Par Elliott Katane
Le mardi 25 mars 2014, le Club des Chasseurs de Têtes a organisé, comme chaque mois, une conférence-débat au Press Club de France. Le thème de cette séance s’est porté sur les métiers de la finance et quatre invités de marque ont, sous l’orchestration de Jean-Philippe Mouton de Villaret, tenté de s’accorder pour répondre aux questions suivantes : à quoi servent les métiers financiers ? Sont-ils des outils au service d’une économie, leur conférant ainsi une image statique, ou sont-ils, au contraire, des métiers qui se développent beaucoup et qui agiraient comme vecteurs de l’économie ?
Ainsi, Laurent Gareau, directeur général finance de HMY, Jérôme Goaer, président du département communication financière de Publicis Consultants, Frédéric Huynh – conseil directeur du recrutement international et de la marque employeur d’Ernst & Young et Stéphanie Lacan-Tabouis, directrice du département communication financière de Publicis Consultants ont apporté leur savoir en présence des membres du Club des Chasseurs de Têtes, également actifs lors de ce débat.
L’image du directeur financier : une cicatrisation difficile
Parce qu’elle a été écorchée au fil des années et à cause du sérieux qu’impose la maîtrise des chiffres et la responsabilité qui en découle, l’image d’un directeur financier est figée dans le marbre. L’homme (car c’en est souvent un) est décrit comme strict et rigoureux, dans le contrôle et la sanction. « Le DAF ne peut « se permettre d’arriver à moto aux yeux des gens », constate Laurent Gareau. Et de poursuivre : « aujourd’hui, je m’adresse à vous, recruteurs et chasseurs de têtes, pour nous aider à changer son image figée. En effet, le monde a changé, et le directeur financier a évolué avec lui. Il a une dimension relationnelle et humaine qui doit être exploitée ».

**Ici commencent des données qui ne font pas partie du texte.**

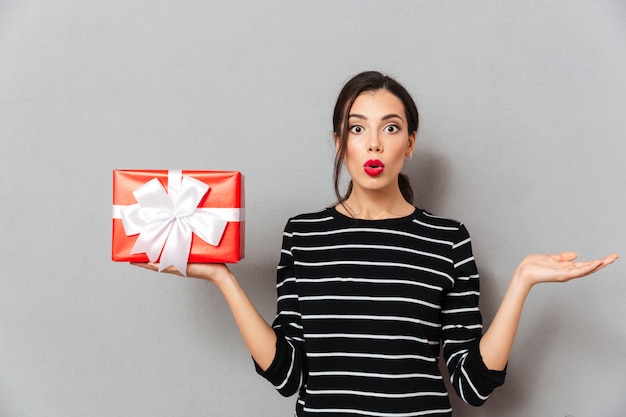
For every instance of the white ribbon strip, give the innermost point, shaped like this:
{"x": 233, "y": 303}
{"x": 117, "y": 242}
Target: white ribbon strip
{"x": 165, "y": 221}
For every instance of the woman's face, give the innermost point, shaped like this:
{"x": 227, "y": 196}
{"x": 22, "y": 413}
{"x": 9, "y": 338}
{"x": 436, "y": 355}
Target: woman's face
{"x": 378, "y": 141}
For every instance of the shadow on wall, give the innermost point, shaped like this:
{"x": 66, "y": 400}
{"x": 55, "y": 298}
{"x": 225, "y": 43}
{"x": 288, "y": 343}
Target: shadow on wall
{"x": 427, "y": 172}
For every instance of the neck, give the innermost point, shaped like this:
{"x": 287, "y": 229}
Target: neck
{"x": 375, "y": 205}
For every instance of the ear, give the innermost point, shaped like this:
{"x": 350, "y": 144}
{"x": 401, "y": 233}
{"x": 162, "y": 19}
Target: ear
{"x": 411, "y": 146}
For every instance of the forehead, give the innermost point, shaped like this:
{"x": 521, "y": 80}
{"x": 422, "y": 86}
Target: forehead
{"x": 376, "y": 104}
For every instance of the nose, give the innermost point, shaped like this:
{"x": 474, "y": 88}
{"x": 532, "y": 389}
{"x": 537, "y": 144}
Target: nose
{"x": 374, "y": 143}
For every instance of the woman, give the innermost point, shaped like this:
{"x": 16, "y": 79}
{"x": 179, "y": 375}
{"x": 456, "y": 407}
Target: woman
{"x": 368, "y": 290}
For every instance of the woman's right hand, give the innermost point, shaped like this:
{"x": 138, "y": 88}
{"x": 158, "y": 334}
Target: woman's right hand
{"x": 215, "y": 273}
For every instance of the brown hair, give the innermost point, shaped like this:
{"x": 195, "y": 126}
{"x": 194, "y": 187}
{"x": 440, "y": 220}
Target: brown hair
{"x": 368, "y": 81}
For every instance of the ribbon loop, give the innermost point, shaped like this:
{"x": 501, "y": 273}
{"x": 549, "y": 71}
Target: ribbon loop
{"x": 165, "y": 221}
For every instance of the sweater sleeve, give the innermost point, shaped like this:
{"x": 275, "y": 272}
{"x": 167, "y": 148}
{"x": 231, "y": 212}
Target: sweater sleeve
{"x": 462, "y": 329}
{"x": 288, "y": 369}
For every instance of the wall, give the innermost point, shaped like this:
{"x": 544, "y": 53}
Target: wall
{"x": 522, "y": 138}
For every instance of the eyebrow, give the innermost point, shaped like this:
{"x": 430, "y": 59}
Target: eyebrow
{"x": 386, "y": 117}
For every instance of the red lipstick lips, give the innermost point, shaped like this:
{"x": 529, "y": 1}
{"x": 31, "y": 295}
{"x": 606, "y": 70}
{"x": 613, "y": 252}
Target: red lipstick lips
{"x": 373, "y": 167}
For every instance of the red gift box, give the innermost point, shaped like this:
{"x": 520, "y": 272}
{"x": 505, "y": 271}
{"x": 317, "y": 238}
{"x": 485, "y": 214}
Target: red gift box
{"x": 164, "y": 216}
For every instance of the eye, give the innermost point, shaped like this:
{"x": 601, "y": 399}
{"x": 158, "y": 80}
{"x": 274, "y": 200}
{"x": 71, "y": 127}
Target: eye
{"x": 356, "y": 129}
{"x": 391, "y": 129}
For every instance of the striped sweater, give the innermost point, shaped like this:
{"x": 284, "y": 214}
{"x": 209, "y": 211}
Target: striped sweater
{"x": 364, "y": 307}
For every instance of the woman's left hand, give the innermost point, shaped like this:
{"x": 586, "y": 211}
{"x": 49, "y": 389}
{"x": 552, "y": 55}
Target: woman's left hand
{"x": 562, "y": 267}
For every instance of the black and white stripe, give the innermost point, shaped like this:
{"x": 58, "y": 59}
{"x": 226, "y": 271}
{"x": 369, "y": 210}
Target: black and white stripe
{"x": 363, "y": 307}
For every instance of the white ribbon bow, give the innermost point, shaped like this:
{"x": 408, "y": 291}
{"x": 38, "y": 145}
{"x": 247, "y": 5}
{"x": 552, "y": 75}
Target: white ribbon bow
{"x": 165, "y": 221}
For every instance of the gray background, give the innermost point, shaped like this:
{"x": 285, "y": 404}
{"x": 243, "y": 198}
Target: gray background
{"x": 522, "y": 138}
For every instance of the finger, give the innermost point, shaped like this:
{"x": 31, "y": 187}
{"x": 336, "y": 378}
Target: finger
{"x": 146, "y": 265}
{"x": 565, "y": 256}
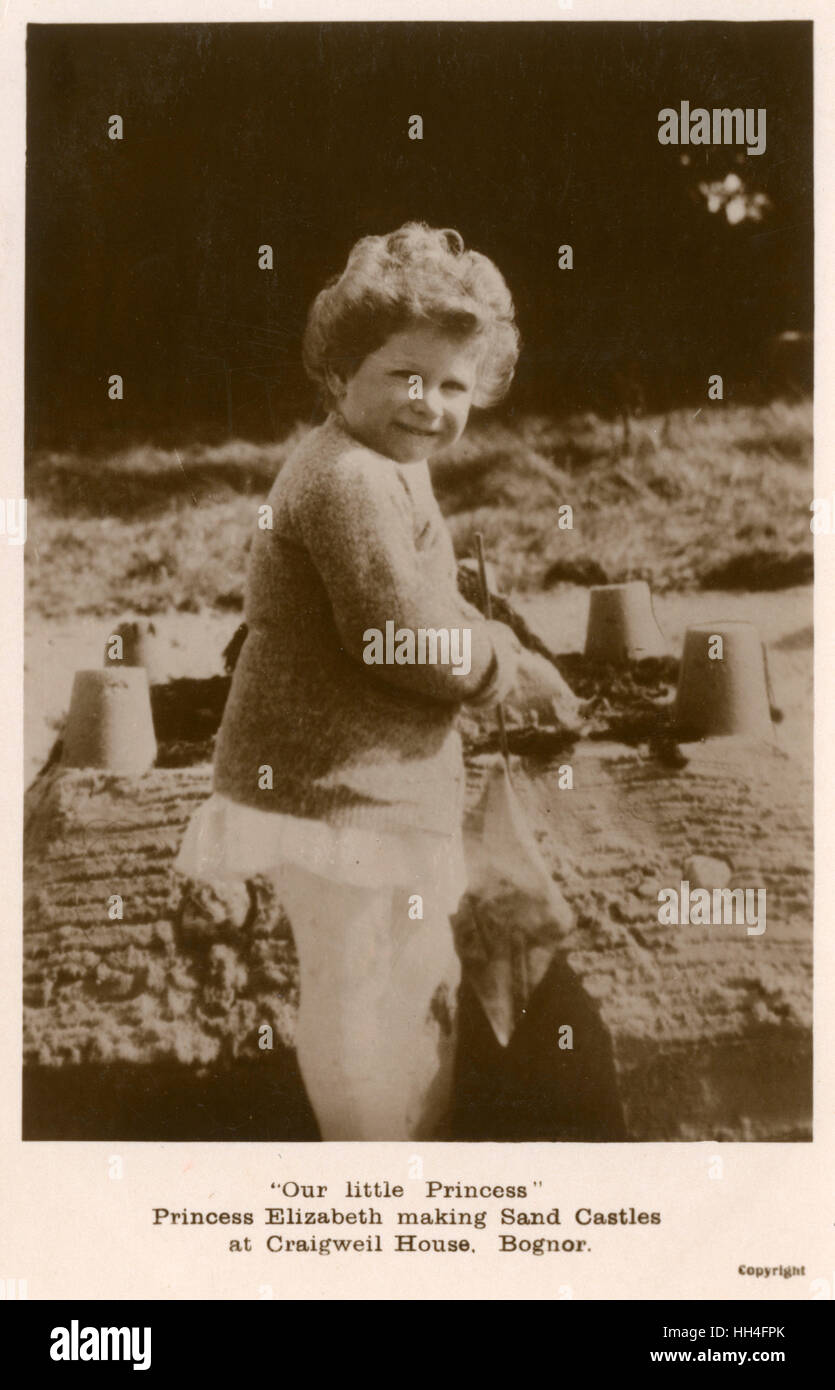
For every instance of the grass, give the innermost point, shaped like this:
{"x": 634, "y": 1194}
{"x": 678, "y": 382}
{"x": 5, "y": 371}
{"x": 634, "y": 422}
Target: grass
{"x": 152, "y": 530}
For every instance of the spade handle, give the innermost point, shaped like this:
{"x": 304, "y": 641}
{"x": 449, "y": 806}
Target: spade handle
{"x": 488, "y": 609}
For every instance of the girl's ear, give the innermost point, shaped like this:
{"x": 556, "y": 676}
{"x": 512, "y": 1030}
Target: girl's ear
{"x": 335, "y": 384}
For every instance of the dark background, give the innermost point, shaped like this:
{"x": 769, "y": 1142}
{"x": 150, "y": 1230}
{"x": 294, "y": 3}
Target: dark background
{"x": 142, "y": 253}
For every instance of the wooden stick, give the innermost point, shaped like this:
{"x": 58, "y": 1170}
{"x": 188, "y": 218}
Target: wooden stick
{"x": 488, "y": 608}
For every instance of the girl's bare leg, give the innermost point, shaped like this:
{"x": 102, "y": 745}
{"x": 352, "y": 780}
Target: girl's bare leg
{"x": 377, "y": 1019}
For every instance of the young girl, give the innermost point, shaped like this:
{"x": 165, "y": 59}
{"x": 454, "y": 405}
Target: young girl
{"x": 342, "y": 777}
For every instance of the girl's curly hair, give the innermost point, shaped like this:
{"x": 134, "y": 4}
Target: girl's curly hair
{"x": 417, "y": 274}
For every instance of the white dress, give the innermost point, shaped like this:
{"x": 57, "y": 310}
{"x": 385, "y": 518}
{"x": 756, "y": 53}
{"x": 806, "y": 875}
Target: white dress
{"x": 228, "y": 840}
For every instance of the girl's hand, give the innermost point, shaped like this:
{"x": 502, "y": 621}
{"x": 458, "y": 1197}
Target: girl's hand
{"x": 542, "y": 694}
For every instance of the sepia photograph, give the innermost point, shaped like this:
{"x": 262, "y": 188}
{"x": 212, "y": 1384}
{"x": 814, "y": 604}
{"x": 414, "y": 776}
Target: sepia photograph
{"x": 418, "y": 581}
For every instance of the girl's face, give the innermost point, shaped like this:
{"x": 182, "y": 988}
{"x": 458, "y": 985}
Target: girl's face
{"x": 407, "y": 420}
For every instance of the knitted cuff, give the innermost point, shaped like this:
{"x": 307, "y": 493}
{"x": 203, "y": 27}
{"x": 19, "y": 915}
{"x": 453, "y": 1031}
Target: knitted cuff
{"x": 500, "y": 676}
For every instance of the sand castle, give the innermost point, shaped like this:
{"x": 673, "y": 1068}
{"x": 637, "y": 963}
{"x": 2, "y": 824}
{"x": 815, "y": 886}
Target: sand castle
{"x": 153, "y": 1023}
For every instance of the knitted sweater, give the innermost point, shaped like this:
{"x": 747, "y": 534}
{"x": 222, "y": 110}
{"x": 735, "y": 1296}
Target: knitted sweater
{"x": 357, "y": 541}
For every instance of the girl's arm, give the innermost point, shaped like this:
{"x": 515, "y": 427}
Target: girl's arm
{"x": 357, "y": 527}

Jérôme Goaer et Stéphanie Lacan-Tabouis, respectivement président et directrice du département communication financière de Publicis Consultants, ont approuvé cette idée selon laquelle un directeur financier n’est plus un triste manipulateur de chiffres. Bien au contraire.
« 50 % de l’activité d’un directeur financier est de la communication »

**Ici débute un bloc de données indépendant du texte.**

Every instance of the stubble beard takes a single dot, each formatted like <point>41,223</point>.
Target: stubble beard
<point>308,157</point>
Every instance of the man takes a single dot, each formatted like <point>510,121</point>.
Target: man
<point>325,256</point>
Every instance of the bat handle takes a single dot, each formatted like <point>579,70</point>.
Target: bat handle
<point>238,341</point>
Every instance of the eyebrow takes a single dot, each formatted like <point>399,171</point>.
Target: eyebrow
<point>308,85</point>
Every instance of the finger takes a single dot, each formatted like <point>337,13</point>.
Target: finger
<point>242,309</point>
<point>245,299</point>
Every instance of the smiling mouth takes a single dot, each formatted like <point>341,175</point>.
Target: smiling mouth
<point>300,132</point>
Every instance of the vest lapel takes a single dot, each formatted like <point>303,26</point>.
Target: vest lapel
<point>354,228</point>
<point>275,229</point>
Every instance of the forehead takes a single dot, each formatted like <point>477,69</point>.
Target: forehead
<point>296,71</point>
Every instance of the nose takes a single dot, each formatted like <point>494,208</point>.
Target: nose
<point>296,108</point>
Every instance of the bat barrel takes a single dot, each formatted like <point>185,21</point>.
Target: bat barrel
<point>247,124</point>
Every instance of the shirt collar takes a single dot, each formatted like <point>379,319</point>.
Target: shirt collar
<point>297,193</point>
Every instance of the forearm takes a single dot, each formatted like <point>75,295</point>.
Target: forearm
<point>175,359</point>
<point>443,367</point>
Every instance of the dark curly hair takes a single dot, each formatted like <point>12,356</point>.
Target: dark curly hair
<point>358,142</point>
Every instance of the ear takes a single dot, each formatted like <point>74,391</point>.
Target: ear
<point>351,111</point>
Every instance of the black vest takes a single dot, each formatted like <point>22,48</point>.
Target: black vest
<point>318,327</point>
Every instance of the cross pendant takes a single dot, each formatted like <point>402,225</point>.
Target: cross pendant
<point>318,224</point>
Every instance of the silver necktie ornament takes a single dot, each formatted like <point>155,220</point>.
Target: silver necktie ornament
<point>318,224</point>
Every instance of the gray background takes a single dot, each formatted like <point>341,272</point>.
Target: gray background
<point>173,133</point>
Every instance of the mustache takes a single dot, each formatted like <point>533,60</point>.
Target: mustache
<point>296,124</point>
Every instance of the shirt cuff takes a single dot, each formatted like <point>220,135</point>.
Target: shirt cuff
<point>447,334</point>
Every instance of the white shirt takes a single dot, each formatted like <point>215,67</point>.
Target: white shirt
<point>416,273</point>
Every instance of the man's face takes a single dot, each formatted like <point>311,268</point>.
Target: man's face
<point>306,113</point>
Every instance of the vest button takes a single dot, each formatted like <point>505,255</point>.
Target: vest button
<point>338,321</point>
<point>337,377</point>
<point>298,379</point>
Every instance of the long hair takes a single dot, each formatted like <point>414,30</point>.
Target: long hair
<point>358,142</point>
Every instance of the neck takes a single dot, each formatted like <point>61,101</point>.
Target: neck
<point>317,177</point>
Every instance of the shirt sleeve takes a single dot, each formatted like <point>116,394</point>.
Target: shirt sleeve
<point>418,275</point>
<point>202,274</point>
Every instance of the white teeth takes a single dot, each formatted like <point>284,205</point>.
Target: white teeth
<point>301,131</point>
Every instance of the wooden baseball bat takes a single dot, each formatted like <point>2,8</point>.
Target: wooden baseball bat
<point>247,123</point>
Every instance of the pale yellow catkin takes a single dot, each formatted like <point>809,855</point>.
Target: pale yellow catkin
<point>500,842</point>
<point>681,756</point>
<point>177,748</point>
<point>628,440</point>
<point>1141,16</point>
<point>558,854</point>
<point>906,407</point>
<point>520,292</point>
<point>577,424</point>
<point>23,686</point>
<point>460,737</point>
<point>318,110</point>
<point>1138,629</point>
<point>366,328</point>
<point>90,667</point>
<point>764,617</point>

Au catalogue des métiers de la finance figurent le controling, la comptabilité, la trésorerie et parfois les domaines juridique et informatique qui s’y rattachent indirectement.

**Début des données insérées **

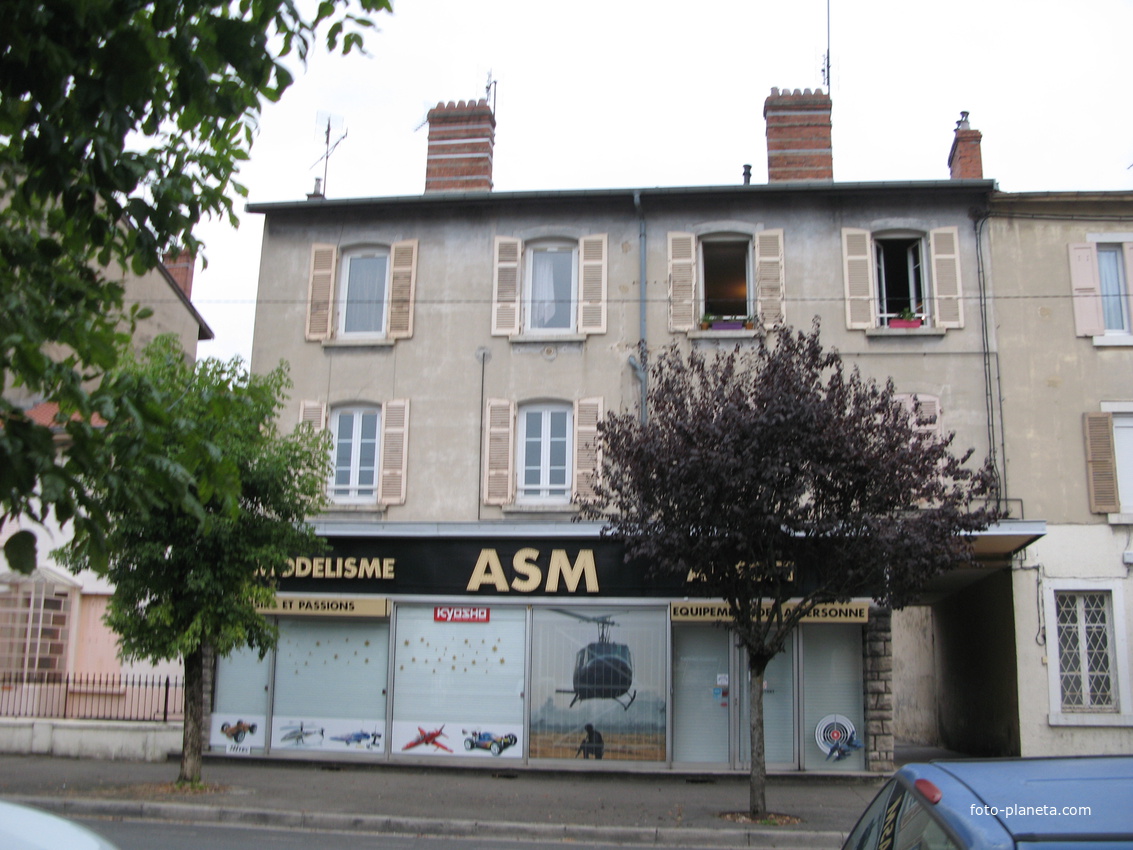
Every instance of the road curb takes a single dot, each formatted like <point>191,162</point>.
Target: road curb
<point>392,824</point>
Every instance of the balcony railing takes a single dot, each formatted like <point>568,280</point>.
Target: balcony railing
<point>92,696</point>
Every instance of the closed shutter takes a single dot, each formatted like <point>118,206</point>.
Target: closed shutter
<point>499,453</point>
<point>858,278</point>
<point>402,288</point>
<point>591,307</point>
<point>947,294</point>
<point>1085,288</point>
<point>321,290</point>
<point>769,279</point>
<point>394,451</point>
<point>1101,462</point>
<point>682,281</point>
<point>587,415</point>
<point>314,414</point>
<point>505,289</point>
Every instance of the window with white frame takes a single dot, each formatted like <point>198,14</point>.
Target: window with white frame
<point>360,294</point>
<point>539,453</point>
<point>548,287</point>
<point>1085,651</point>
<point>888,283</point>
<point>1099,282</point>
<point>369,450</point>
<point>724,278</point>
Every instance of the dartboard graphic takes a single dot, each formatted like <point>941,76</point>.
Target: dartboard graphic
<point>833,730</point>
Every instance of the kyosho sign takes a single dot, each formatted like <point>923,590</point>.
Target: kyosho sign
<point>475,567</point>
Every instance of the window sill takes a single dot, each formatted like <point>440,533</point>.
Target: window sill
<point>1088,719</point>
<point>922,331</point>
<point>1114,340</point>
<point>359,342</point>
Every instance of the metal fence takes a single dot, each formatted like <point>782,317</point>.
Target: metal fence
<point>92,696</point>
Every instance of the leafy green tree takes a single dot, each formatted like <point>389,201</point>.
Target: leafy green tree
<point>771,476</point>
<point>188,583</point>
<point>122,124</point>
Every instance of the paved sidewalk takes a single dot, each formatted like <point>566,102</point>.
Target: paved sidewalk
<point>497,801</point>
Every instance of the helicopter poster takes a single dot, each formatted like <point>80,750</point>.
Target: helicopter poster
<point>598,683</point>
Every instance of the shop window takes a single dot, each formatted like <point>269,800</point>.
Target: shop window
<point>550,287</point>
<point>888,283</point>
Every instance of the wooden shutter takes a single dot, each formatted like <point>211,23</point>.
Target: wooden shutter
<point>505,290</point>
<point>402,288</point>
<point>314,414</point>
<point>1101,464</point>
<point>499,452</point>
<point>394,451</point>
<point>591,302</point>
<point>321,291</point>
<point>858,279</point>
<point>587,415</point>
<point>769,279</point>
<point>947,294</point>
<point>682,281</point>
<point>1085,290</point>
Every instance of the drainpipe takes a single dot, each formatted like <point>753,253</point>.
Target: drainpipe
<point>635,364</point>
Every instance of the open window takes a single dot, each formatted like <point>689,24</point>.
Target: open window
<point>361,292</point>
<point>550,287</point>
<point>888,283</point>
<point>725,279</point>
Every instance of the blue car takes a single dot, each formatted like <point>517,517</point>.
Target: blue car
<point>1038,804</point>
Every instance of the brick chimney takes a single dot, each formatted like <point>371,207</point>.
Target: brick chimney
<point>799,135</point>
<point>180,266</point>
<point>461,137</point>
<point>964,161</point>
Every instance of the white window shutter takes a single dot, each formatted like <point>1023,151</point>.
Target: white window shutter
<point>1101,464</point>
<point>507,286</point>
<point>1085,288</point>
<point>402,288</point>
<point>321,290</point>
<point>314,414</point>
<point>682,281</point>
<point>394,456</point>
<point>587,415</point>
<point>858,279</point>
<point>593,277</point>
<point>947,292</point>
<point>499,452</point>
<point>771,292</point>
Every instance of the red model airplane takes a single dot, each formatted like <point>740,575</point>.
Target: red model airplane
<point>428,738</point>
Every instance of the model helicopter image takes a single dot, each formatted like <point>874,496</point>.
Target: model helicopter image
<point>428,738</point>
<point>298,734</point>
<point>360,737</point>
<point>603,669</point>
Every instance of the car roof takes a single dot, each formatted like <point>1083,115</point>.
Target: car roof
<point>1037,799</point>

Jérôme Goaer complète la liste de ces métiers par une fonction primordiale et souligne que « le DAF prend de plus en plus la parole et devient un vecteur de communication à l’importance grandissante. C’est encore plus vrai pour les sociétés cotées et dont le président est en binôme avec le directeur financier. Ils sont vraiment les réprésentants de la société et posent un vrai challenge de communication. 50% de l’activité d’un directeur financier est de la communication. »
« On ne cherche pas des clones, on cherche un DAF qui puisse correspondre à l’ADN de l’entreprise. »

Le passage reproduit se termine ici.